# tuckahoe wma



## Coon Dog (Oct 24, 2012)

Was thinking about going on first rifle hunt we used to kill some deer and hogs there not been there in 7 years or longer any hogs or deer there anymore anyone no how the early hunts have done this year thanks for any info


----------



## Echo (Oct 29, 2012)

Coon Dog said:


> Was thinking about going on first rifle hunt we used to kill some deer and hogs there not been there in 7 years or longer any hogs or deer there anymore anyone no how the early hunts have done this year thanks for any info


 
I was at the primitive weapons hunt during the 1st week of October and it was not a good hunt at all. Only about 15 deer killed total and I only saw 1 from the tree in 3 days of hard hunting. Whether that just means there will be more deer available for this hunt or  that the population is perhaps down a little bit from years past remains to be seen.


----------



## Bucky T (Nov 12, 2012)

I went on the first rifle hunt this year.  First time back in 10yrs.

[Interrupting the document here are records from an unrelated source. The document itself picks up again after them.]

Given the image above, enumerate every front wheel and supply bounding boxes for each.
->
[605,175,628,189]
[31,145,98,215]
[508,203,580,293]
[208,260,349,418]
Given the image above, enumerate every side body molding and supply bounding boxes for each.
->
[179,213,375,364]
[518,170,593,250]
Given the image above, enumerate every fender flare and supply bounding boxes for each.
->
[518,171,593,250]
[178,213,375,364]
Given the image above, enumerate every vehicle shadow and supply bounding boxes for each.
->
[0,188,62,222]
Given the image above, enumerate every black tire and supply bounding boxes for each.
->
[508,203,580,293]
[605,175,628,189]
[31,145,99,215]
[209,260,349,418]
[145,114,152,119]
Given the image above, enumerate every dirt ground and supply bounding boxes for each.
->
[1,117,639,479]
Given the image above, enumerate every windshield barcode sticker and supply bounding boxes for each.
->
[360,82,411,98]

I was thoroughly disgusted with this hunt.....

I graduated from GSU in 02.  I spent quite a bit of time hunting Tuckahoe back then.  I had some great success out there and always enjoyed my time, and the other folks hunting the WMA.

Well......................  This year was horrible.  Guys riding 4 wheelers and their trucks from sun up till dusk.......................

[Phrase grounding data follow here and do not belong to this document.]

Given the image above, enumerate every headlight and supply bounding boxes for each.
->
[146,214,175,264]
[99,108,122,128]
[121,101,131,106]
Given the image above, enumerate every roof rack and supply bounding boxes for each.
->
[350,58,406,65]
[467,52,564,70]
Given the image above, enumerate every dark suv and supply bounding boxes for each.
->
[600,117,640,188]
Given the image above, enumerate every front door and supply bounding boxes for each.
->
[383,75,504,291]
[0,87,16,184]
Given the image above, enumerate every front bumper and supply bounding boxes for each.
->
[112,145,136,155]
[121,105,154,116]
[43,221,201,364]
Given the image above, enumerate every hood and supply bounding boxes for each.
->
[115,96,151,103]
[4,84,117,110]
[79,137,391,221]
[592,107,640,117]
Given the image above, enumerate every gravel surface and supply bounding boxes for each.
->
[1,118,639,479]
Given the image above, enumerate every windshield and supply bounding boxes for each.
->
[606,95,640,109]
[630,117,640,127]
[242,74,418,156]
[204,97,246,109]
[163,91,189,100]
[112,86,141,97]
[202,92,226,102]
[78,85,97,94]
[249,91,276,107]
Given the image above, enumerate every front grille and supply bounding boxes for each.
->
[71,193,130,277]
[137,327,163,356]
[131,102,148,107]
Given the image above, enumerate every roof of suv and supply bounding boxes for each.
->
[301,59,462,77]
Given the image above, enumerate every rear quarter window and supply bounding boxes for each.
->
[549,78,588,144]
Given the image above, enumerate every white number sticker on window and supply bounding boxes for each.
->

I found 3 illegal ladder stands.............  I found the stands because when I went in to hunt my climber on Friday afternoon, there was a guy climbing a tree 30yds away from it....  The story he gave me was his buddy dropped him off back there and he didn't have a clue where he was at.........  I believed him, told him to stay put, and I'd go hunt another area.  Told him I was coming back in the morning..

That's how I found the ladder stands..................  Also found the people who they belonged too..  They were waiting by my truck that evening.............  They said they were pulling them out the next day, since "Everybody knew where they were at now....."

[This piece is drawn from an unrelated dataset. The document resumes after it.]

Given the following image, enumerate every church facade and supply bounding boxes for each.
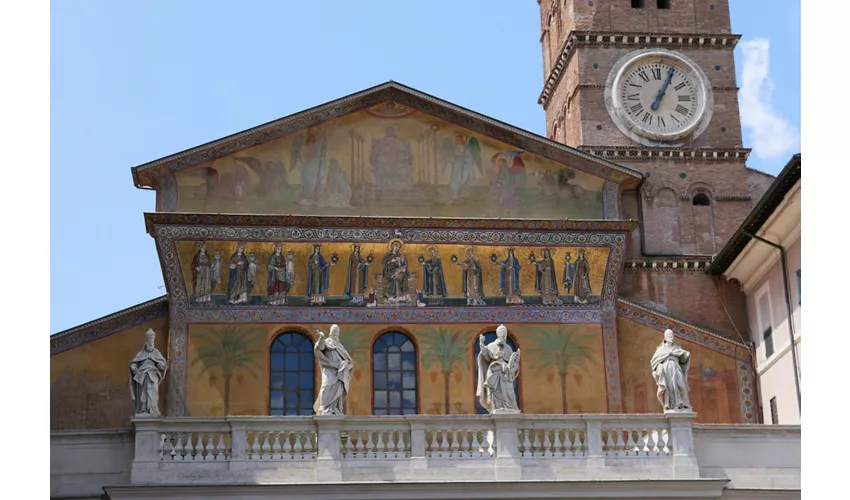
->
[50,1,799,499]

Myself, and my 3 buddies I was hunting with hunted the next morning and called it quits.  We were all highly disappointed...

Guys were dumping deer by our camp that they half - I AM A POTTY MOUTH -- I AM A POTTY MOUTH -- I AM A POTTY MOUTH - cleaned........

Only taking the back straps, leaving both back hams, front shoulders, neck...................  

The hunt really left a bad taste in my mouth...  And I've hunted WMA's for 20yrs.........


----------



## AK hunter (Nov 13, 2012)

Sorry to hear about that. . .  I just moved to Augusta from Alaska and was looking to take my boy to Tuckahoe for deer over Thanksgiving.  I know no one wants to share their perfect spot, but I need some help getting pointed in the general direction.  Can anyone get me started in the right general direction?

Thanks.


----------